The latest analysis by finance experts, RIFT Tax Refunds, has revealed that despite HMRC seeing a -6.7% annual reduction, the gap between tax owed and tax paid still currently sits at £32.1bn and this gap is expected to widen as the nation struggles to combat the cost of living crisis.
The latest figures show that in a single financial year, HMRC sees a shortfall of £32.1bn in the sum of the tax they receive versus what they expect to be paid.
The biggest contributing factor? Taxpayers who simply fail to take reasonable care when recording their transactions or preparing their tax returns, with the tax gap sitting at a huge £6.1bn as a result of their negligence.
Criminal attacks on the tax system, such as smuggling or VAT fraud, accounts for the second largest tax gap at £5.2bn.
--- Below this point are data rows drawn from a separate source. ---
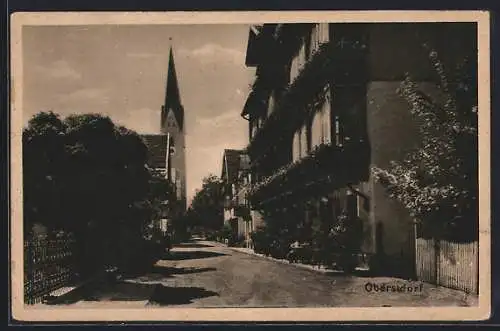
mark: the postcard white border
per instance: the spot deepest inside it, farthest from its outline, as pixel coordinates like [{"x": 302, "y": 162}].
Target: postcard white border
[{"x": 24, "y": 313}]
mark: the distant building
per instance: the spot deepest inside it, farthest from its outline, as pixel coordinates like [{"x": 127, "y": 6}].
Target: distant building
[
  {"x": 324, "y": 108},
  {"x": 172, "y": 165},
  {"x": 173, "y": 125},
  {"x": 235, "y": 178}
]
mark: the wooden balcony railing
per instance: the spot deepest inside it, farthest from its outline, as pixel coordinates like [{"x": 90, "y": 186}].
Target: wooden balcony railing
[{"x": 327, "y": 167}]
Non-payment, driven largely by business insolvency, ranks as the third largest tax gap at £4.9bn.
The silver lining for HMRC is that the tax gap has reduced on an annual basis, down -6.7%, with just criminal attacks and non-payments the only two tax gap categories to see an increase at 6.1% and 6.5% respectively.
Both tax errors and avoidance also ranked as the smallest tax gaps at £3bn and £1.2bn, while the gap caused by legal misinterpretations has seen the largest annual decline at -33.9%.
CEO of RIFT Tax Refunds, Bradley Post said, “Despite a problematic period defined by the pandemic, the total tax gap during the 2020/21 financial year has actually declined on an annual basis.
This is certainly a positive given the financial hardship many faced as a result of Covid restrictions, although it’s clear that the pandemic did leave its mark in this respect. Non-payments, which are largely driven by business insolvencies, was one of just two areas to see an increase, whilst it also accounted for the third largest gap.
As is often the case in times of uncertainty, criminal activity accounted for the second largest proportion of the nation’s tax gap and was the only other area to see an increase.
While the tax gap has reduced, it’s likely that this reduction will be short lived. The expectation is that it could widen quite considerably once the dust settles on the 2021/22 financial year, as many households and businesses have been stretched to breaking point as a result of the cost of living crisis.”